Tout ceci pour dire que lorsqu’un choc se produit, sa déflagration est intense. La toute première et seule explosion ne tarda pas à venir. Ce fut à Toulouse, en 1981, chez Lucien Vanel (1928-2010). Ce fut en quelque sorte mon baptême.
Je me vois encore attablé dans la lumière d’une belle journée de juin. Il n’y avait pas grand monde. La table vibrait du clair de jour. Quarante ans après, je ressens encore ce séisme. L’assiette était tapissée de fleur de sel. Dessus trônait une truffe. C’était tout. Enfin presque : dans la tulipe du verre patientait un magnifique Montée de Tonnerre. Ce fut tout. Une sorte de zébrure puissante, mon cœur en chamade, ma tête en perdition. Ah oui, je me souviens aussi avoir été seul, d’où cette réverbération infinie.

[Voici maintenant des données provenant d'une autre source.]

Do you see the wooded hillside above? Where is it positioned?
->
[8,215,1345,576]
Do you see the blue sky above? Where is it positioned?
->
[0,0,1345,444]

Depuis lors, il ne m’est rien arrivé de semblable. Et cela ne m’attriste nullement. Pourtant, j’ai dû avaler près de quarante mille plats. Mais cette virginité perdue s’est refermée dans un veuvage magnifique. Comme un astre. Il ne m’en fallait pas plus. J’avais eu mon content, ma bible, mon astre. Depuis lors, je me promène l’âme en paix, l’appétit intact, le bonheur au bout de mes doigts.
Le monde de la table m’enchante toujours autant car ce n’est pas ma passion. Cette dernière, je le sens, vous envahit, vous sermonne et vous tient. Elle vous calcine. Elle vous aveugle. Je les vois bien les décillés, les vibrés, les sermonneurs, mais je passe mon chemin, tant j’aime que ce dernier soit toujours ouvert, offre un banc, une aurore, un après-midi, une compagnie. La table m’aura appris paradoxalement la légèreté, la valise prête, l’épiderme heureux, le corps léger, le cœur offert, l’âme bienveillante. Dès lors, je me demande encore si je n’ai jamais été vraiment un critique gastronomique.